Like the HGN, VGN attempts to measure how your eyes respond when asked to follow the movement of a stimulus. The officer is looking to see whether your eyes can follow smoothly, or whether there is a small involuntary jerking that occurs. If your eyes cannot follow smoothly, it is argued that you may be impaired.
The problem here is that impairment by drugs or alcohol is not the only thing that can cause this jerking to occur. The officer is also looking for other things, called “angle of onset” and “distinct nystagmus at maximum deviation.” These “official” names sound like complex measurements, but they are not. Especially when they are done by inexperienced and unqualified police officers in less then optimal conditions in the field.
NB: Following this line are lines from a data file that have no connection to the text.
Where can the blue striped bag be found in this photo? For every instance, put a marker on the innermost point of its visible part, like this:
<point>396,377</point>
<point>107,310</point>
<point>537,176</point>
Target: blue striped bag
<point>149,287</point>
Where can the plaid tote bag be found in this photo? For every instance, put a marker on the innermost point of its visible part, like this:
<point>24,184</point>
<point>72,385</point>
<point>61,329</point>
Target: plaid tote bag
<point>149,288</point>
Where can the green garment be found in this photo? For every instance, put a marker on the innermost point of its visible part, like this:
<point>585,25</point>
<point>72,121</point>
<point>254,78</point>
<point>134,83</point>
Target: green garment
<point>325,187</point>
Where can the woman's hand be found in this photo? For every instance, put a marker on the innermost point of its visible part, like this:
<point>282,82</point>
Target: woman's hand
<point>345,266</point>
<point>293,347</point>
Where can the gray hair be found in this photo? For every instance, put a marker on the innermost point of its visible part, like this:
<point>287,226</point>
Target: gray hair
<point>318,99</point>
Officers are told that failure to perform VGN successfully indicates not a specific level of BAC, but rather a very very high amount of BAC. “Very very high amount” sounds real scientific, huh? Not! There is no way to prove from VGN what your exact BAC level is, and there is no way to show, without chemical test confirmation, that the BAC is particularly high either.
VGN is no longer as admissible as it used to be, and it is not one of the three sobriety exercises that is encouraged by NHTSA. That does not mean you will not be given it, however, or that your results won’t be used against you.